É interessante a pequena passagem dedicada a WCW, diferenciada das outras partes do livro. Composta de pequenos poemas, como se Luís Filipe Sarmento estivesse buscando tecer um bordado de textos “à moda de”. Impregnados daquela característica tão especial da poética de William Carlos Williams, que é a negação do significado “natural” das coisas. A exemplo de passagens/frases/versos como: “A água de um copo azul dá maré à minha boca”. Ou, “Duas chávenas de chá estacionadas no tempo da memória”. Textos na linha do objetivismo, no justo dizer de Graça Capinha, sintonizado com o falar das ruas e “advogando uma estética do cotidiano”. Uma estética, aliás, que seria louvada pelo cinema de Jim Jarmusch no seu antológico Paterson, de 2016.
Chama a atenção em Beat essa espécie de ostinato rigore com o qual Luís Filipe inicia cada uma das passagens de seu livro.
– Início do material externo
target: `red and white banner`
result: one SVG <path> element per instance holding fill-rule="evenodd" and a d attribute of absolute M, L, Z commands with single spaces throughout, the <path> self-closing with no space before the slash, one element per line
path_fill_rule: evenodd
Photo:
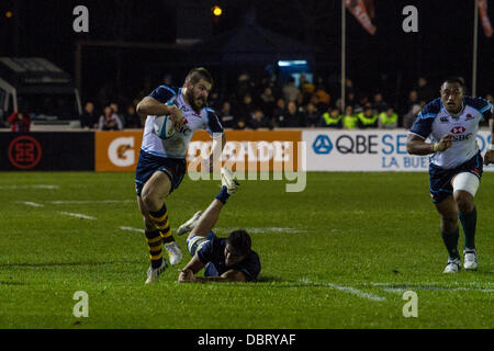
<path fill-rule="evenodd" d="M 491 20 L 487 15 L 487 0 L 476 0 L 479 2 L 479 14 L 482 21 L 482 27 L 486 37 L 491 37 L 493 34 Z"/>
<path fill-rule="evenodd" d="M 377 29 L 371 22 L 363 0 L 346 0 L 346 7 L 370 34 L 375 34 Z"/>

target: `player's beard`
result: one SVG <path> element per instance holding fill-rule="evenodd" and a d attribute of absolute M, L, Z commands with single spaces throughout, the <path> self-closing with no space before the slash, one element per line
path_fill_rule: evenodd
<path fill-rule="evenodd" d="M 201 97 L 194 97 L 194 92 L 192 90 L 188 90 L 186 95 L 187 100 L 189 100 L 190 106 L 194 109 L 194 111 L 200 111 L 201 109 L 205 107 L 206 100 Z"/>

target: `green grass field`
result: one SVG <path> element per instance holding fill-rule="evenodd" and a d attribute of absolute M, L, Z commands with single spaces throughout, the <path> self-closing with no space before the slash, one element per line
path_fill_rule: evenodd
<path fill-rule="evenodd" d="M 493 174 L 476 196 L 478 272 L 442 274 L 426 173 L 308 173 L 301 193 L 243 181 L 222 213 L 218 236 L 251 233 L 259 282 L 176 283 L 189 260 L 176 236 L 184 260 L 153 286 L 144 235 L 131 229 L 142 228 L 133 180 L 0 173 L 0 328 L 494 328 Z M 171 226 L 218 189 L 186 177 L 167 201 Z M 72 315 L 77 291 L 88 318 Z M 416 318 L 403 316 L 405 291 L 417 293 Z"/>

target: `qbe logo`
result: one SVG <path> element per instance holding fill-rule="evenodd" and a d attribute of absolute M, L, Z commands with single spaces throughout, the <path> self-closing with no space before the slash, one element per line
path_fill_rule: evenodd
<path fill-rule="evenodd" d="M 333 150 L 332 139 L 327 135 L 321 134 L 315 138 L 312 148 L 318 155 L 329 155 Z"/>
<path fill-rule="evenodd" d="M 9 160 L 19 169 L 35 167 L 42 157 L 40 143 L 31 136 L 20 136 L 13 139 L 9 146 Z"/>

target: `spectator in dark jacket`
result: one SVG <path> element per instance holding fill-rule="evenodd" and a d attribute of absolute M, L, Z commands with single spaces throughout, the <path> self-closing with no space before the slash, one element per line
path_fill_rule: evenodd
<path fill-rule="evenodd" d="M 100 117 L 99 123 L 100 131 L 122 131 L 123 125 L 116 114 L 113 112 L 112 107 L 106 106 L 103 110 L 103 114 Z"/>
<path fill-rule="evenodd" d="M 220 117 L 224 128 L 233 128 L 235 126 L 235 116 L 229 101 L 223 102 L 222 109 L 220 110 Z"/>
<path fill-rule="evenodd" d="M 79 116 L 80 127 L 85 129 L 92 129 L 98 126 L 98 116 L 94 112 L 94 104 L 91 101 L 86 102 L 85 111 Z"/>
<path fill-rule="evenodd" d="M 31 131 L 31 116 L 26 112 L 14 111 L 7 122 L 12 126 L 14 133 L 27 133 Z"/>
<path fill-rule="evenodd" d="M 265 116 L 265 113 L 261 109 L 255 109 L 250 120 L 247 123 L 247 126 L 252 129 L 269 128 L 270 123 L 269 120 Z"/>
<path fill-rule="evenodd" d="M 142 128 L 143 123 L 141 121 L 141 116 L 135 112 L 134 105 L 128 105 L 127 111 L 124 115 L 125 117 L 125 127 L 126 128 Z"/>
<path fill-rule="evenodd" d="M 283 127 L 303 127 L 305 126 L 304 116 L 302 113 L 299 112 L 299 109 L 295 104 L 295 102 L 290 101 L 287 105 L 287 114 L 283 125 L 280 125 Z"/>
<path fill-rule="evenodd" d="M 314 103 L 310 102 L 305 106 L 305 121 L 307 127 L 316 127 L 321 121 L 321 113 Z"/>

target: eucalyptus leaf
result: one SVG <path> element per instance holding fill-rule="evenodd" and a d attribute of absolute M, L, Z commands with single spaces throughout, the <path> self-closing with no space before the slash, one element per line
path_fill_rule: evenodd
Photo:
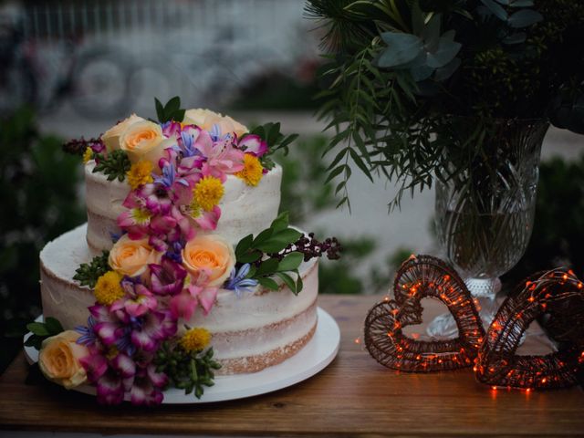
<path fill-rule="evenodd" d="M 239 256 L 243 256 L 245 252 L 251 248 L 252 243 L 254 242 L 254 235 L 247 235 L 245 237 L 241 239 L 235 246 L 235 258 L 238 258 Z"/>
<path fill-rule="evenodd" d="M 508 15 L 503 6 L 497 5 L 493 0 L 481 0 L 481 2 L 483 2 L 483 5 L 485 5 L 497 18 L 503 21 L 507 20 Z"/>
<path fill-rule="evenodd" d="M 378 64 L 384 68 L 402 66 L 413 60 L 423 48 L 422 38 L 415 35 L 384 32 L 381 39 L 388 47 L 381 53 Z"/>
<path fill-rule="evenodd" d="M 506 36 L 503 39 L 503 44 L 507 44 L 509 46 L 514 44 L 522 44 L 526 42 L 526 39 L 527 39 L 527 34 L 525 32 L 516 32 L 515 34 Z"/>
<path fill-rule="evenodd" d="M 277 266 L 278 271 L 293 271 L 297 269 L 302 261 L 304 255 L 298 252 L 293 252 L 286 256 Z"/>
<path fill-rule="evenodd" d="M 441 37 L 436 51 L 428 53 L 428 67 L 432 67 L 433 68 L 444 67 L 452 61 L 456 55 L 458 55 L 462 47 L 462 44 L 457 43 L 456 41 Z"/>
<path fill-rule="evenodd" d="M 543 19 L 543 16 L 533 9 L 522 9 L 513 13 L 511 16 L 509 16 L 507 24 L 511 27 L 519 29 L 539 23 Z"/>

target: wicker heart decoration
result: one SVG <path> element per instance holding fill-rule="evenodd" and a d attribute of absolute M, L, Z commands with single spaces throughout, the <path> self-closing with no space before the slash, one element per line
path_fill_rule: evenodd
<path fill-rule="evenodd" d="M 470 367 L 485 337 L 473 298 L 456 271 L 438 258 L 408 259 L 393 284 L 395 299 L 377 304 L 365 321 L 365 346 L 388 368 L 405 371 L 435 371 Z M 402 332 L 422 323 L 420 300 L 435 297 L 444 303 L 458 326 L 458 338 L 422 341 Z"/>
<path fill-rule="evenodd" d="M 365 320 L 365 346 L 381 365 L 403 371 L 429 372 L 470 367 L 492 386 L 561 388 L 584 373 L 584 290 L 571 271 L 555 269 L 533 276 L 502 304 L 486 335 L 470 292 L 453 267 L 430 256 L 412 256 L 396 274 L 394 299 L 375 305 Z M 420 300 L 444 303 L 459 337 L 422 341 L 402 332 L 421 324 Z M 545 314 L 544 328 L 560 351 L 544 356 L 516 354 L 529 324 Z"/>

Comparáveis a janelas de um edifício que vão se abrindo aos pares para o diálogo com os seus “espectros”. Talvez porque, como ele bem o diz, embora a Literatura não seja um gênero de primeira necessidade, é a ela que devemos nossa própria liberdade. Liberdade expressa nas “observações” feitas por Filipe a Jack Kerouac: “O acaso era agora o nosso GPS” e cada madrugada “uma terra prometida à imaginação”. Nesse sentido, ele se situa naquela mesma via de uma literatura em ruptura permanente e obstinada, a que tem revelado nossos mais interessantes escritores.
Percorrer os caminhos do Beat é, numa certa medida, fazer de sua leitura uma espécie de “lição de trevas”. Buscar no mais recôndito de nosso tempo e memória a chama de um pensamento que não se amolda ao conforto dos cânones. Aquele continuar abrindo sendas às múltiplas faces secretas da palavra, obrigando respostas ao terrível enigma de Drummond:
Trouxeste a chave?
[nota1] Beat, Luís Filipe Sarmento (The Poets and Dragons Society, 2021).